News | July 29, 2011

Computer-Aided Detection Does Not Improve Accuracy of Mammograms

July 29, 2011 – Using computer-aided detection (CAD) software to help analyze and interpret mammograms does not improve accuracy, according to a study published online July 27 in the Journal of the National Cancer Institute.

CAD software, used currently for analyzing three out of four mammograms in the United States, identifies patterns associated with breast cancers and marks potential abnormalities for the radiologist to consider before making a final recommendation.

To learn whether CAD leads to more accurate reading of mammograms, Joshua J. Fenton, M.D., at the University of California, Davis, and colleagues analyzed data from more than 1.6 million film screening mammograms carried out at facilities in seven states from 1998 to 2006. The facilities participate in the Breast Cancer Surveillance Consortium, a federally supported network in which data quality is rigorously monitored.

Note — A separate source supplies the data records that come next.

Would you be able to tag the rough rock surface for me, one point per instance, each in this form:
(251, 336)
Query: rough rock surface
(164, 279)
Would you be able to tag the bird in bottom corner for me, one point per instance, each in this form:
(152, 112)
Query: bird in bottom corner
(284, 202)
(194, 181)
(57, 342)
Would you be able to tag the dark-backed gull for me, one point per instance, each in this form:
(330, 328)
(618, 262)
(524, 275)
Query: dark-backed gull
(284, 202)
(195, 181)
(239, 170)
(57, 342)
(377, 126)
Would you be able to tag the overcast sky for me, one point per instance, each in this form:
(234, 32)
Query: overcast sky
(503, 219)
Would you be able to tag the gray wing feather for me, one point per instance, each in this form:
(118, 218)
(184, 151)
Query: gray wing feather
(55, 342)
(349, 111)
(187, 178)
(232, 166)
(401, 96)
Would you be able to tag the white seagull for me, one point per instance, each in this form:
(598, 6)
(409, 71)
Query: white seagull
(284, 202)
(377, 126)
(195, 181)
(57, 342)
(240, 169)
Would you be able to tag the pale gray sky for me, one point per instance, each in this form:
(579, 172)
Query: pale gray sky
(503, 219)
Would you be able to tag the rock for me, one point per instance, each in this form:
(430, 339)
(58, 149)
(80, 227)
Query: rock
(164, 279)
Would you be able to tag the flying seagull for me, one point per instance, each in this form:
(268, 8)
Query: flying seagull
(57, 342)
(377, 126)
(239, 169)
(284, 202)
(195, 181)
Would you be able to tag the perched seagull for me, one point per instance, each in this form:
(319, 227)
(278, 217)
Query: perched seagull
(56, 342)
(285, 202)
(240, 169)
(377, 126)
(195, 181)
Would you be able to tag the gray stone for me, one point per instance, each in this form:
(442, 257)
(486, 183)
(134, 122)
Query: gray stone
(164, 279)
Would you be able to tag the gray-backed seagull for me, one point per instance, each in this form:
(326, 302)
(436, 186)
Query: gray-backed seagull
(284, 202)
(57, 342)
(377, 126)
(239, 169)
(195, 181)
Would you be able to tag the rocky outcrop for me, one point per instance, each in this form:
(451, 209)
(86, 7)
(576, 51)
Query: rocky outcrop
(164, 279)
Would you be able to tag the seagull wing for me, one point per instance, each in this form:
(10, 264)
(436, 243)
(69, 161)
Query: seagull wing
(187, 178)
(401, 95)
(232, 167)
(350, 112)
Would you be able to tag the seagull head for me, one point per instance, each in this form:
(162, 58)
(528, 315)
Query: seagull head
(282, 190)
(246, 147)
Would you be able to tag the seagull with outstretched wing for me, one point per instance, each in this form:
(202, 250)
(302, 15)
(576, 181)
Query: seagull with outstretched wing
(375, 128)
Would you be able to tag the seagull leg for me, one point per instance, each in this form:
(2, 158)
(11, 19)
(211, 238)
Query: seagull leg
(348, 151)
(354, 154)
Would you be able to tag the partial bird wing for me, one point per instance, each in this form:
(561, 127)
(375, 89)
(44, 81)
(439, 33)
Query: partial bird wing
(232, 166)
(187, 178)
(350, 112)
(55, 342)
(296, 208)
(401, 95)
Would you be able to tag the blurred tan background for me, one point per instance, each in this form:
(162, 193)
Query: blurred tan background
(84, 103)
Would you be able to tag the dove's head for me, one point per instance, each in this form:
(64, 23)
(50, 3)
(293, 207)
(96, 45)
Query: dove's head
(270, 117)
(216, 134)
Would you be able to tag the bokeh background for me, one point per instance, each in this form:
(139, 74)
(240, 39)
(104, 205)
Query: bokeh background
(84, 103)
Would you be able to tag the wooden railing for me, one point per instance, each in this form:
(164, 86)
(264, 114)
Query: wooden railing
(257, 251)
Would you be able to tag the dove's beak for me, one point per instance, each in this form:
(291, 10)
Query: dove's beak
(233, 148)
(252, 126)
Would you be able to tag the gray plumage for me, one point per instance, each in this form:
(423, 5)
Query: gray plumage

Of 90 total facilities, 25 adopted CAD and used it for an average of 27.5 months during the study period. The researchers collected information on women who had mammograms with and without CAD, including whether they were diagnosed with breast cancer within a year of the screening.

According to the study, CAD was associated with more false positives — identifications of tumors that turned out to be false. It did not improve detection of invasive cancers. Moreover, the cancers detected using CAD were no more likely to be smaller or at a lower stage or to have less lymph node involvement than those detected without CAD. The results were the same after adjusting for patient age, breast density, use of hormone replacement therapy, and other factors that might influence mammography findings.

The authors point out that CAD costs Medicare more than $30 million a year. “As currently implemented in U.S. practice,” they write, “CAD appears to increase a woman’s risk of being recalled for further testing after screening mammography while yielding equivocal health benefit.”

In an accompanying editorial, Donald Berry, Ph.D., of the M.D. Anderson Cancer Center in Houston, argues that any benefit to CAD is likely to be so small that it would be difficult to detect even in a very large randomized study. Moreover, improving the sensitivity of CAD might find less aggressive tumors or those that would otherwise show up between mammograms. Early detection of such tumors, he writes, is not likely to have much of an impact on breast cancer mortality.

The editorialist concludes that researchers should work to make CAD software more useful, but that “this should happen in an experimental setting and not while exposing millions of women to a technology that may be more harmful than it is beneficial.”